NY Judge Says NSA's Phone Surveillance Program Is Legal
"The government learned from its mistake and adapted to confront a new enemy: a terror network capable of orchestrating attacks across the world. It launched a number of counter-measures, including a bulk telephony metadata collection program - a wide net that could find and isolate gossamer contacts among suspected terrorists in an ocean of seemingly disconnected data,'' he said.
Pauley's decision contrasts with a ruling earlier this month by U.S. District Court Judge Richard Leon, who granted a preliminary injunction against the collecting of phone records of two men who had challenged the program. The Washington jurist said the program likely violates the U.S. Constitution's ban on unreasonable search.
Pauley dismissed a lawsuit brought by the American Civil Liberties Union.
"We are pleased with the decision,'' Justice Department spokesman Peter Carr said.
Attorney Brett Max Kaufman said the ACLU will appeal Friday's ruling. Kaufman said he hopes a federal appeals court in New York agrees with the reasoning of Judge Leon instead of Pauley.

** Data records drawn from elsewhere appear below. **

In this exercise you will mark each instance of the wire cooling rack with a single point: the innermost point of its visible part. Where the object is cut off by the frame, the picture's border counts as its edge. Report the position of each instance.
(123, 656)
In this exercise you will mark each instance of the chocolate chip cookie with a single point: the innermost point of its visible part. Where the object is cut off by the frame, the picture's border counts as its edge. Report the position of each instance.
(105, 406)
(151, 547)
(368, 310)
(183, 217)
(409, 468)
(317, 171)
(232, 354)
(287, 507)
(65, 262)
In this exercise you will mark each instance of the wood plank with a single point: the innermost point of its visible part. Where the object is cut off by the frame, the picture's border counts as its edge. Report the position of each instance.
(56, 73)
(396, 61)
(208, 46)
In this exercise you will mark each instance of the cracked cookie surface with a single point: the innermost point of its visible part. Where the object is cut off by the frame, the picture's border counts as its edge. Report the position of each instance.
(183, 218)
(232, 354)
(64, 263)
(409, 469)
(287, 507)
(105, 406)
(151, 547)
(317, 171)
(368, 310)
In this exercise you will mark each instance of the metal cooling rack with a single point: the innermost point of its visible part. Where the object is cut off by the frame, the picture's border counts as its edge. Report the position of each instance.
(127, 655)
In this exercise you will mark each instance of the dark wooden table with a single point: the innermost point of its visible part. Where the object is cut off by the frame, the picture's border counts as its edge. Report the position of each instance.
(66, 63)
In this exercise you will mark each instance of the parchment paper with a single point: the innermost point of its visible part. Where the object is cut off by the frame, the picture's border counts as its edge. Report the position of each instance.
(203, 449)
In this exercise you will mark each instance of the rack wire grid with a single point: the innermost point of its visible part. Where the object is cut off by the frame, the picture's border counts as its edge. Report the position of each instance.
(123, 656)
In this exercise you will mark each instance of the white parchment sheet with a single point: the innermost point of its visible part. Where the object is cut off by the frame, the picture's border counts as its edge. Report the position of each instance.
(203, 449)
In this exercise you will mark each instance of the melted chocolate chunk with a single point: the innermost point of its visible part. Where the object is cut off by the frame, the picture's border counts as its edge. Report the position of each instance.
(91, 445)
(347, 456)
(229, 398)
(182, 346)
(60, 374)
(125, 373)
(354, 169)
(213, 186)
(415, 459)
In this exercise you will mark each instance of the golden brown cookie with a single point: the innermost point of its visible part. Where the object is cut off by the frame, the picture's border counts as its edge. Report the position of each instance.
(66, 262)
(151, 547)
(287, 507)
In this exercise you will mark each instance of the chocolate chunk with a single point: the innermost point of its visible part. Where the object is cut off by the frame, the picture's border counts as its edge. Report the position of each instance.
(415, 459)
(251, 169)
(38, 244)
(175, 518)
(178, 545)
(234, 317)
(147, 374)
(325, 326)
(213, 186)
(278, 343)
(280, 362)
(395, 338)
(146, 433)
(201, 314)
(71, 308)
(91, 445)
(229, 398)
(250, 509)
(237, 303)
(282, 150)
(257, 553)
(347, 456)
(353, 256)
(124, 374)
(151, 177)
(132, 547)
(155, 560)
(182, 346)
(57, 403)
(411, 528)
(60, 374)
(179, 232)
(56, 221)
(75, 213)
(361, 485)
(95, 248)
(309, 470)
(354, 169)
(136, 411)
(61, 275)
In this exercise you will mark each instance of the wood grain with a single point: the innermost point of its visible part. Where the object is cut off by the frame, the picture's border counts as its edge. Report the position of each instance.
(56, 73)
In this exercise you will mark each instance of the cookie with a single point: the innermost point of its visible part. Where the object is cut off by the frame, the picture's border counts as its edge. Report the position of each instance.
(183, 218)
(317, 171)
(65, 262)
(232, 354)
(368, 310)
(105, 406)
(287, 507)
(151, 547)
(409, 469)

In arguments before Pauley last month, an ACLU lawyer had argued that the government's interpretation of its authority under the Patriot Act was so broad that it could justify the mass collection of financial, health and even library records of innocent Americans without their knowledge. A government lawyer had countered that counterterrorism investigators wouldn't find most personal information useful.
The ACLU sued earlier this year after former NSA analyst Edward Snowden leaked details of the secret programs that critics say violate privacy rights. The NSA-run programs pick up millions of telephone and Internet records that are routed through American networks each day.